Coinbase has asked a US appeals court to rule on whether the crypto trading activity on its platform should be subject to securities laws.
In a court filing Tuesday, lawyers for Coinbase urged the Second Court of Appeals to hear its case, arguing that it “provides the best opportunity to decide the fundamental legal question of how to treat secondary trading in digital assets.”
“This case calls for the court’s immediate attention,” lawyers for Coinbase wrote in their petition. “Whether secondary market digital asset trading falls under the federal securities laws is an issue of enormous importance to the crypto industry, consumers, financial institutions and lower courts in need of guidance.
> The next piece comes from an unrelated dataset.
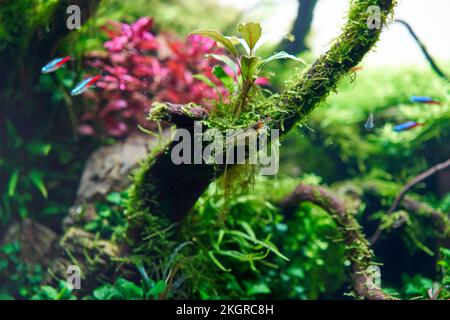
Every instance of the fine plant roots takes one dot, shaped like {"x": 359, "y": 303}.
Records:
{"x": 357, "y": 247}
This case presents an ideal vehicle to address this issue and provide clear rules for this multi-billion-dollar industry.”
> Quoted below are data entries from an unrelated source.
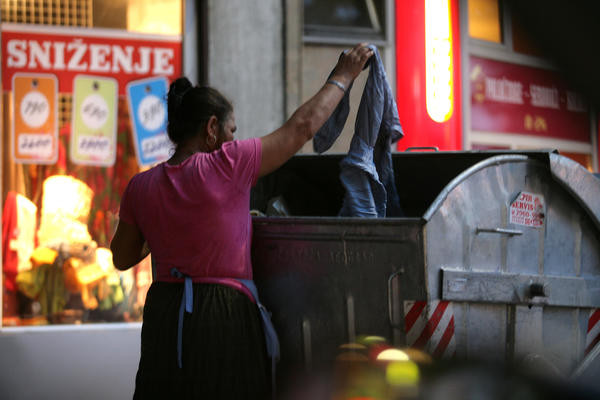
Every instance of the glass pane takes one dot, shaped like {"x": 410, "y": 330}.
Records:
{"x": 58, "y": 215}
{"x": 484, "y": 20}
{"x": 146, "y": 16}
{"x": 345, "y": 13}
Coinbase argued that crypto trading on its platform shouldn’t actually trigger federal securities laws because secondary crypto transactions don’t meet all the prongs of the Howey test, the long-standing legal framework used to determine what qualifies as an “investment contract.” Because buyers and sellers on Coinbase’s platform are matched in a blind bid-ask system and are therefore anonymous to each other, there can be no joint business between them, the filing said.
The exchange’s petition comes two weeks after the Southern District of New York (SDNY) issued a rare stay in the US Securities and Exchange Commission’s (SEC) case against Coinbase, giving Coinbase time to appeal to a higher court for clarity.
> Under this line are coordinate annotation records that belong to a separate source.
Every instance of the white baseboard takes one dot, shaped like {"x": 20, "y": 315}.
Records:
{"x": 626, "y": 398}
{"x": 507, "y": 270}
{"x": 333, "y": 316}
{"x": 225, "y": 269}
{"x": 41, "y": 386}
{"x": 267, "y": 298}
The SEC sued Coinbase in June 2023 for allegedly operating as an unregistered securities exchange, broker and clearing agency. When Coinbase tried to have the case dismissed, the district judge overseeing the case rejected its motion, finding that the SEC had made a “plausible” argument that the exchange violated federal securities laws. On Jan. 7, the judge referred the issue to a higher court, writing “conflicting decisions on important legal issues necessitate the Second Circuit’s guidance.”
The SEC’s case against Coinbase will be put on hold while the exchange seeks answers from the Second Circuit.
On the same day Coinbase’s petition was filed, the SEC — now under the leadership of Republican Acting Chairman Mark Uyeda — announced the formation of a crypto task force headed by crypto-friendly Commissioner Hester Peirce. The move signals a shift away from the agency’s “regulation by enforcement” approach to crypto under former chairman Gary Gensler.
“To date, the SEC has primarily relied on enforcement actions to regulate crypto retroactively and reactively, often adopting untested legal interpretations along the way,” the SEC said in a statement. “Clarity about who must register and practical solutions for those seeking to register have been elusive. The result has been confusion about what is legal, creating an environment hostile to innovation and conducive to fraud. The SEC can do better.”